I've been the victim of another of Owen's practical jokes! 18. Untitled Mike Judge 3001 Project

Ever since the debut of an animated short about two dumb kids who like music and burritos on MTV's Liquid Television some years ago, Mike Judge has been a big favorite of certain members of the BOP staff. He parlayed that easy success into an animated series featuring the two kids, and it was known as Beavis and Butthead. It almost certainly broke the ground for such shows as South Park and King of the Hill (also a Mike Judge production). When Judge decided to work with live action film, he started with Office Space, which has become a cult favorite in the years since its release and a particular favorite amongst the denizens of the BOP offices.

It's no surprise, then, that his upcoming project sits high on our radar. As yet untitled, the film features Luke Wilson as an average sort of guy who is chosen to participate in a top-secret hibernation project. He ends up waking up ten centuries into the future, finding society so dumbed-down that he is the most intelligent person alive. You know it could happen. And we can't wait to see how it plays out.
Fluorescent lighting - the weapon of choice for all creatures of the dark. 17. Night Watch

Stylish horror is always going to be something that gets a closer look from us, no matter where it comes from. This Russian import, the first of a trilogy, is about the umpteenth iteration on the eternal good vs. evil struggle, and will probably look familiar to anyone who's seen Underworld, but eerie visuals and a trans-continental aesthetic make this an enticing summer scare. And maybe we can import a horror trend from a new country, making Russia the new Japan.
Ah, the widely feared backward slap move. 16. 3-Iron

You probably noticed during the Calvins voting that our staff has a thing for Ki-duk Kim. His last project was Spring, Summer, Autumn, Winter... and Spring. We celebrated it as one of the 25 best releases of 2004. Such news makes it somewhat obvious why we are so excited to bear witness to his next project, 3-Iron.

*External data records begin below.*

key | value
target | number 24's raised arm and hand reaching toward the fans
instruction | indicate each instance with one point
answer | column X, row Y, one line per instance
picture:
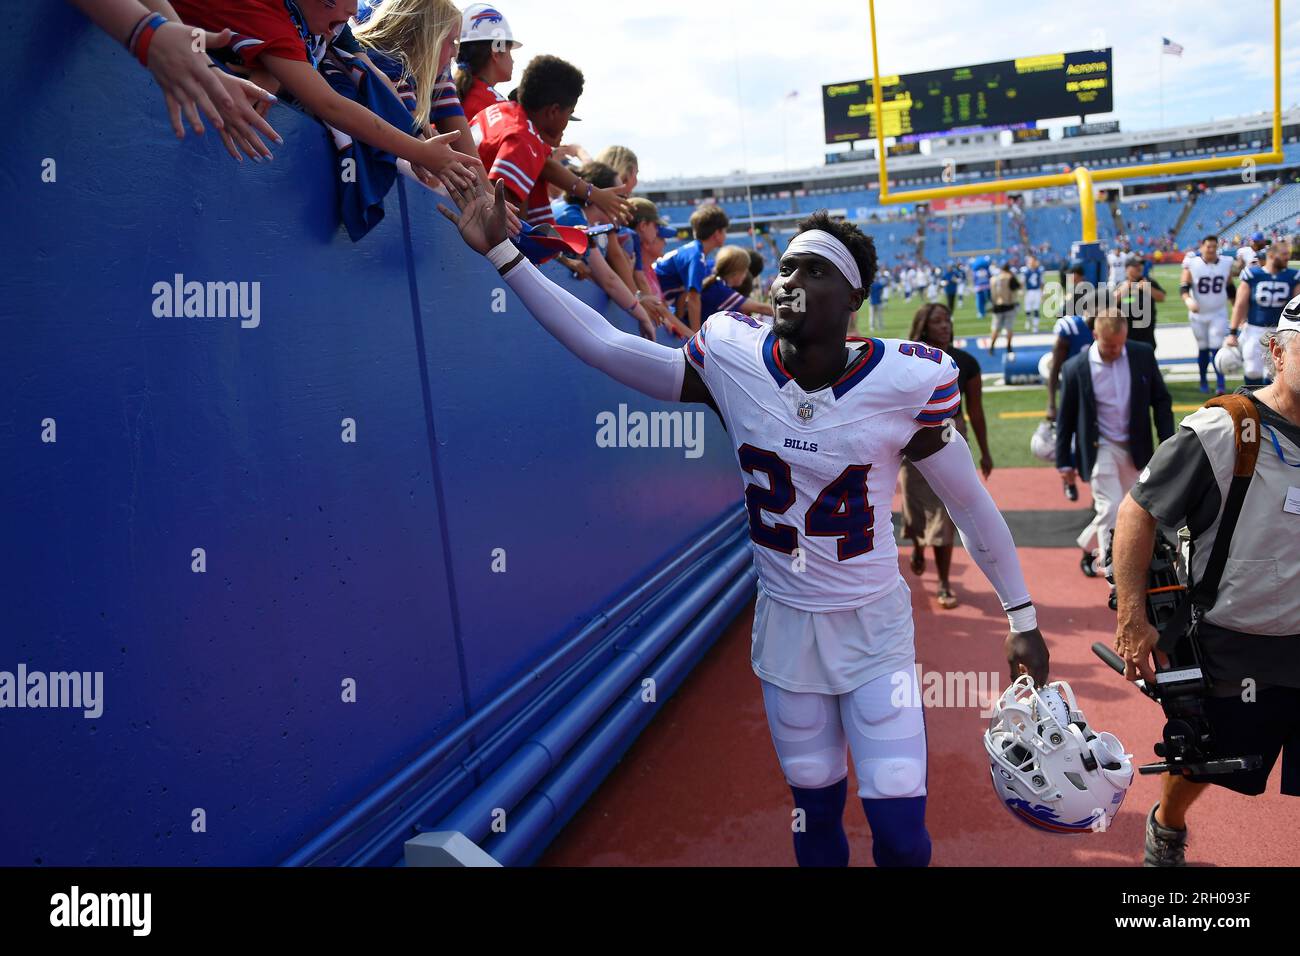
column 648, row 367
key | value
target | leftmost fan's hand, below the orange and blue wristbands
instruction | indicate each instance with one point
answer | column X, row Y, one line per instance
column 187, row 76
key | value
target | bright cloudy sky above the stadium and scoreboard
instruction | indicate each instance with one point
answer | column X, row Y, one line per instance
column 703, row 89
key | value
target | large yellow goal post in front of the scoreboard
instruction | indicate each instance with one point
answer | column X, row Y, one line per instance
column 1080, row 176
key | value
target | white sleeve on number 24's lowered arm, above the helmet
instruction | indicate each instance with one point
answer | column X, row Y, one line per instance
column 952, row 474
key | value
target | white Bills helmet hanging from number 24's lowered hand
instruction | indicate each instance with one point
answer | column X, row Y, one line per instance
column 1050, row 769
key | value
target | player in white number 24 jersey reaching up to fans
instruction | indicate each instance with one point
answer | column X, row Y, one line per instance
column 820, row 432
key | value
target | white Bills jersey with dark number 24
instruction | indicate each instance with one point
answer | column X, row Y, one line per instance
column 820, row 468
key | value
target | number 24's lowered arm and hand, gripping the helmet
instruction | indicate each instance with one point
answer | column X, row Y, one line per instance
column 944, row 460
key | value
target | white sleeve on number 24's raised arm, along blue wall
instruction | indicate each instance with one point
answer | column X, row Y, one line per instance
column 648, row 367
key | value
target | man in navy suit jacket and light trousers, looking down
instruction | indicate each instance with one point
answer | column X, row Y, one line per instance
column 1110, row 393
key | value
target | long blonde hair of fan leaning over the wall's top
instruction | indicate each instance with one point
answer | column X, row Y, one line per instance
column 413, row 31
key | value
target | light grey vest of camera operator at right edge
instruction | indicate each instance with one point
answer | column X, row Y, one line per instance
column 1260, row 590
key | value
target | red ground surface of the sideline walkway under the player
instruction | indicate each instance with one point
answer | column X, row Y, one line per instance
column 703, row 788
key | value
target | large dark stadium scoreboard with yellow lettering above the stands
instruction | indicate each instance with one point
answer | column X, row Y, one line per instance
column 996, row 96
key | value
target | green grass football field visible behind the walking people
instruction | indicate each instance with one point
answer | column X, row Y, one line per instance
column 1013, row 414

This film is as unique in subject matter as the auteur's last outing. A kind-hearted homeless person breaks into housing developments and stays in them for a few days before moving on. During one of his visits, he encounters an unhappy ex-model trapped in a loveless, volatile marriage. The duo finds themselves instantly connected emotionally, and an unlikely romantic drama unfolds. 3-Iron has a reputation for being a laconic exercise in cinematographic excellence. That suits us just fine.